In the workflow designer select the Start step. Under Flow Data > Flow Input Data, select Show Editor, then name the data Excel Sheet and in the type drop-down choose FileData as the data type.
The Import Excel of CSV (Runtime Mappings) step requires a list of DynamicCSVMapping type as an input to instruct the step on how to parse the sheet data to the desired columns.
On the outcome of the Start step add the Create Data step found in the Steps Panel in the category Data. In this example, we re-named the step, Create Mapping Data to clarify its purpose. Under Data > Data to Create, select Show Editor, name the data Mapping Data and in the type drop-down menu chose DynamicCSVMapping as the data type.

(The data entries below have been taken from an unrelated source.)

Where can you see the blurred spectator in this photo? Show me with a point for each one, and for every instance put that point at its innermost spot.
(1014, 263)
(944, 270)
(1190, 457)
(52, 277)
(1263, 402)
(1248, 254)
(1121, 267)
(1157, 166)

The DynamicCSVMapping type allows the definition of which column number(s) (important: column index number starts at 0), which column name(s), and the data type(s) of the desired column(s) for to be mapped for output from the step.
Import Excel or CSV (Runtime Mappings) Step
The step's Output Data Type property also must output a data type(Flow Structure works well here) that at least contains data members whose names and types exactly match that of the desired columns and column data types, respectively. If there are data member names missing from the data structure and the DynamicCSVMapping expects those column names then the step will error.
Under Error Handling there will be Extra Columns in Input, Less Columns in Input, and Value Conversion Error. There are three options in the drop-down menu: Add Outcome, Throw Exception, Ignore and Continue. In this example chose Add Outcome for all three Error Handlings.
Under Input Data > Input File Type select Excel_xlsx from the drop-down menu. Start on Row 2 as in the excel sheet used in this example the first row is used as a header row.
For this example, the Output Data should be the AccountInformation Data Type. So under Output Data > Output Data Type, select AccountInformation.
This step takes in File Data and Mapping. For File Data select Excel Sheet from flow. For Mapping select Mapping Data from flow.
The outputs on the Import Excel or CSV (Runtime Mapping) step are set to Rename by default. For this example leave these alone.
Debug
The example flow is complete. In the top action panel select debug. Before running the flow add the excel sheet as an input for the flow then select Run. Upon running the flow in the debugger select the Import Excel or CSV (Runtime Mapping) step, chose the View Input/Output Data from the action menu. Here view the data imported from the excel sheet.